Electrodes capture signals from the brain to manipulate objects by thinking

news @ nature.com - Paralysed man sends e-mail by thought:

"A pill-sized brain chip has allowed a quadriplegic man to check e-mail and play computer games using his thoughts. The device can tap into a hundred neurons at a time, and is the most sophisticated such implant tested in humans so far."

3 Comments:

Blogger Meshon said...

A little digging and "voila!" It turns out that John Donoghue, Ph.D, Chief Scientific Officer of Cyberkinetics (the maker of this Braingate) gets funding from DARPA (Defense Advanced Research Projects Agency) for his research.
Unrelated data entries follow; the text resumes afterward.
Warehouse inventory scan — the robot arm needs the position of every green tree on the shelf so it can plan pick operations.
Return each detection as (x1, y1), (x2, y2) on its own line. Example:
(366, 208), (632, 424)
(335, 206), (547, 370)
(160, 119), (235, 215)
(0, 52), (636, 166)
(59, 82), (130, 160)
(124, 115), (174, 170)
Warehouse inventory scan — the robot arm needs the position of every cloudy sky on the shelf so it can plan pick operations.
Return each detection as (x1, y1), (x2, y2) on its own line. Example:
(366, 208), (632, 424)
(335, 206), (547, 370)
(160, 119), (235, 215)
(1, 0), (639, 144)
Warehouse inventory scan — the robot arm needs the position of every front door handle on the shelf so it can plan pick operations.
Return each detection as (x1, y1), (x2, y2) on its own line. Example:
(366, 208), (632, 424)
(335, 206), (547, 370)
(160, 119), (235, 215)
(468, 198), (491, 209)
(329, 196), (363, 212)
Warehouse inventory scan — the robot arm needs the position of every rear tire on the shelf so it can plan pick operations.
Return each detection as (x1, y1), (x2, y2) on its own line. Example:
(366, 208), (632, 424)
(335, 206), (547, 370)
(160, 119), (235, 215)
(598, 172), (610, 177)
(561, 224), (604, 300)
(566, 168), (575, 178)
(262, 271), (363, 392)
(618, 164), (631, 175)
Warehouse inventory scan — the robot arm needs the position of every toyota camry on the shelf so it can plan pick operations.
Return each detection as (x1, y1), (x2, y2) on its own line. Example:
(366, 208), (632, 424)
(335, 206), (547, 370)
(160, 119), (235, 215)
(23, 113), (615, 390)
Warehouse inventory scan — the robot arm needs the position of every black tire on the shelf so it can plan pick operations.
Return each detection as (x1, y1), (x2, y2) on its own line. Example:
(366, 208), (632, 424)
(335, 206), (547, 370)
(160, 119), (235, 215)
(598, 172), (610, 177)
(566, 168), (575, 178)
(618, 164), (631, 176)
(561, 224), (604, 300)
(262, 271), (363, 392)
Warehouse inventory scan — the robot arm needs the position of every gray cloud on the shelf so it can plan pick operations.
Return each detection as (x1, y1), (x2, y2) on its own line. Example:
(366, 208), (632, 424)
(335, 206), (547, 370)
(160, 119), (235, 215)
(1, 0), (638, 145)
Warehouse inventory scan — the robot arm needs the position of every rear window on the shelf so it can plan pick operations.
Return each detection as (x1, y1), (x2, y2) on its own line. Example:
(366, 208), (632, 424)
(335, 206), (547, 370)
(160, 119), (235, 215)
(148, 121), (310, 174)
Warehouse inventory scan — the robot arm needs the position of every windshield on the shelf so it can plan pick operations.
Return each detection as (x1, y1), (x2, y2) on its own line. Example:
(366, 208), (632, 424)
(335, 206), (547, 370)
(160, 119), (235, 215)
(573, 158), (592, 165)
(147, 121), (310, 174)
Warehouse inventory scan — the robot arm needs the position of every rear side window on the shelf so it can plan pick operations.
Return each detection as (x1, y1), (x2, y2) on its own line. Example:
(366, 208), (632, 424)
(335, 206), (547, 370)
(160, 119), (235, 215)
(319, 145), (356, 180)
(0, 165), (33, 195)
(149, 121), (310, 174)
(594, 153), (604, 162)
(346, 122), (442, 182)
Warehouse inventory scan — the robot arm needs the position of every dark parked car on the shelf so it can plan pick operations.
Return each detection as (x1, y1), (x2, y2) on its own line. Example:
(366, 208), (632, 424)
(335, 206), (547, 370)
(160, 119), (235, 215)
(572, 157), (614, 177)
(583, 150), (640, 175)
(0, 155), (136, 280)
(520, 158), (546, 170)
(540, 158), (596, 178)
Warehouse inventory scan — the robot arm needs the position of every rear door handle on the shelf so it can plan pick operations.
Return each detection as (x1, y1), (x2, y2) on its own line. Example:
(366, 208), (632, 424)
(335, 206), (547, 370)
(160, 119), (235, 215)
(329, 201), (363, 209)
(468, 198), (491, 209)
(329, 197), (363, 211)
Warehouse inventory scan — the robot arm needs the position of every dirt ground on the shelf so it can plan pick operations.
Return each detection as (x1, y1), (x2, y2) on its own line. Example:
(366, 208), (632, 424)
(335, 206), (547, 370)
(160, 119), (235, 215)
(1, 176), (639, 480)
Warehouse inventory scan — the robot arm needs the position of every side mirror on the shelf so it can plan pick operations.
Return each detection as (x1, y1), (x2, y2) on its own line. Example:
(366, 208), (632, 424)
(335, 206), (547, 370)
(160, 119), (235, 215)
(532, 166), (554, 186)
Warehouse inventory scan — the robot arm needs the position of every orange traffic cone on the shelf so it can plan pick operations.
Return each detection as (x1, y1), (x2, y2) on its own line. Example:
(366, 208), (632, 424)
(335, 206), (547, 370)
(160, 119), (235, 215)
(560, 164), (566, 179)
Hmmm, maybe that was already obvious. As if they WOULDN'T be involved.

8:20 PM  
Blogger Allison Muri said...

Interesting!

The DARPA website has brain-machine interfaces in an interesting category:

BIOLOGICAL SCIENCES > MAINTAINING HUMAN COMBAT PERFORMANCE >

"The Human Assisted Neural Devices Program represents a major DSO thrust area that will comprise a multidisciplinary, multipronged approach with far reaching impact. The program will create new technologies for augmenting human performance through the ability to noninvasively access codes in the brain in real time and integrate them into peripheral device or system operations."

"Far-reaching impact" indeed. This is just a bit scary.

8:34 PM  
Anonymous Anonymous said...

will they soon be able to create better armor systems conrtolled by these "thought" chips? will they be able to control the armor when their natural strength would not have the ability? will we need to bioengineer "better" humans to control these ARMORs?